More significantly, by continuing to propagate the Zoroastrian idea of ‘evil’ as an abstract force, purposefully at work in the universe and inimical to mankind’s wellbeing, not only did Christianity acquire for itself a greater purpose – to fight this evil wherever it appeared – it arguably unleashed upon the world an evil far greater than any mankind had previously known. For once identified, the work of the Devil could be found almost anywhere, from the most innocent remark to the most innocuous transgression. And from the Spanish Inquisition to the Salem Witch Trials, there has never been any shortage of those willing, not only to drive it out, but to acquiesce in the appalling inhumanity to which this insane and unfalsifiable view of the world invariably gives rise. 

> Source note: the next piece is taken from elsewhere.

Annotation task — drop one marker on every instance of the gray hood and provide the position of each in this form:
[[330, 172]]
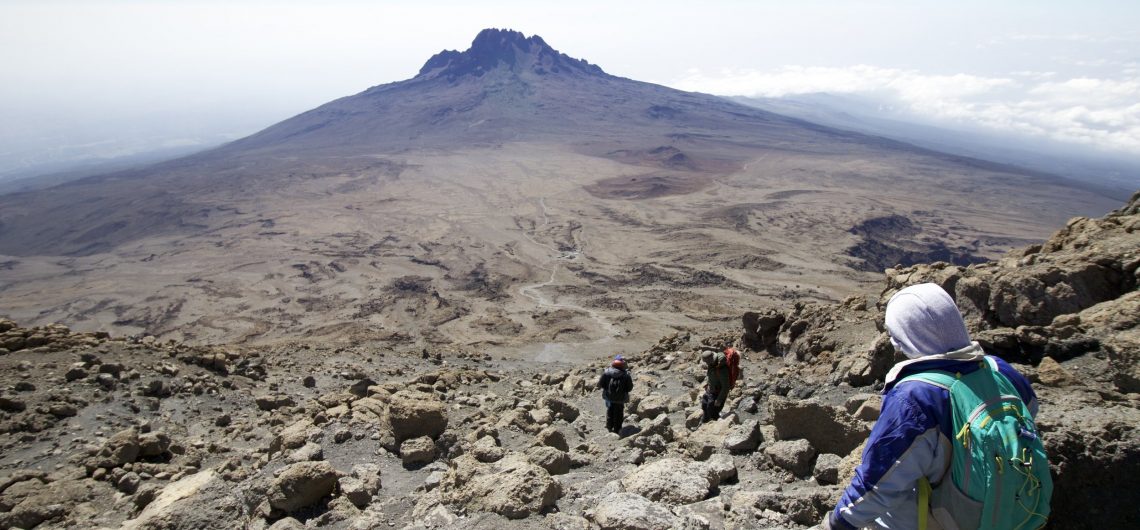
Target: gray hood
[[923, 320]]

Of course, that is all now behind us. In Britain, at least we are unlikely to see another woman burnt as a witch any time soon. The Zoroastrian legacy, however, with its dualistic cosmology of good and evil, is still very much with us. It is carved into the stonework of all our medieval churches and embedded forever in the iconography of most of our religious art. It is the subliminal message that consistently runs through the last two thousands of our culture. From Milton to T. S. Eliot, it infuses our most quoted poetry. It is built into the language, as part of our depth grammar. But most of all, it is at the centre of a mindset which allows us to regard those once demonised with a particular label as outside our concern or pity. We don’t, of course, call them witches any more. The most favoured term today is ‘terrorist’. But with a few contextual changes, it means more or less the same thing. It means that, motivated by pure evil, the person so labelled cannot be understood or reasoned with. Outside the scope of our human understanding – and therefore beyond the reach of our empathy – he is thus, in our eyes, essentially inhuman, and can make no claim upon our humanity. We are therefore free to imprison him without charge on an indefinite basis, subject him to torture – euphemistically renamed, of course – and ultimately murder him without the benefit of any judicial process: a fate that has befallen many more than just Osama bin Laden. Indeed, it makes one wonder what the peacemaker from Galilee would have made of it all, particularly the fact that, after two thousand years, we still haven’t learnt that by treating others as non-human, it is we who ultimately become the monsters. And it is this failure, I believe, that is the real and most enduring legacy of Zoroastrianism: that in forging Christianity as has come down to us, it effectively pushed aside or overshadowed the one teachings it had worth learning.